Marie’s Favorite Green Tea Products
Because green tea polyphenols work so well when combined with other active ingredients, it shouldn’t come as a surprise that two of Marie’s favorite products are combos.
Recommended product: Aliquote Skin SensiCalm Lotion. This serum combines the benefits of green tea and hyaluronic acid.
Recommended product: Aliquote MicroPeel Solution. This toner partners green tea with glycolic acid to help smooth fine lines and improve skin tone. Glycolic acid boosts your skin’s hydration levels and gives it a plumper appearance.
Any Side Effects?
Unless you have a hypersensitivity or allergy to green tea, there are no known side effects. Green tea-based skincare is generally suitable for all skin types, which is another major benefit of this antioxidant.
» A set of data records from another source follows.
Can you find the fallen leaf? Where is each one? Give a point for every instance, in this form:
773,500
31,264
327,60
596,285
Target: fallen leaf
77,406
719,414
Of course, if your skin is super sensitive, it’s always a good idea to test a new product on your forearm. Spread a coin-sized amount on the inside of your arm and wait 24 hours to see if you develop a reaction. We recommend this test especially for anyone with extremely dry or compromised skin.
Drinking green tea is also considered safe according to the Food & Drug Administration (FDA). However, it’s worth noting that like any true tea green tea contains caffeine. If you are sensitive to the effects of caffeine but would still like to benefit from green tea, consider sticking to topical applications like lotions and serums. Alternatively, starting slowly, for example by enjoying one cup of green tea a day, might also work for you.
When To Use Green Tea Skincare
Green tea in skincare combines so well with other products and active ingredients that there are no restrictions to its use. You can incorporate this ingredient into your daily morning or evening routine and reap the benefits.
Final Thoughts
Green tea has been used for several thousand years as a medicinal tea and an ingredient in ointments. Within Asian cultures, it’s one of the best-known ingredients. By now, its benefits are well established and well researched within western cultures as well.
At the same time, scientists continue to make discoveries emphasizing the potential of this active ingredient. Its antioxidant and anti-inflammatory powers, combined with the ability to control acne make it a powerful skincare ingredient for anyone suffering from the effects of early skin aging or struggling to control conditions like acne or rosacea.
What’s more, green tea-based skincare products combine easily with other antioxidants. By combining them, both products can work more efficiently. This makes green tea skincare easy to integrate into your existing skincare routine at any time of the day. Add to that the absence of side effects, and it becomes clear why this multitasker continues to be such a popular skincare choice.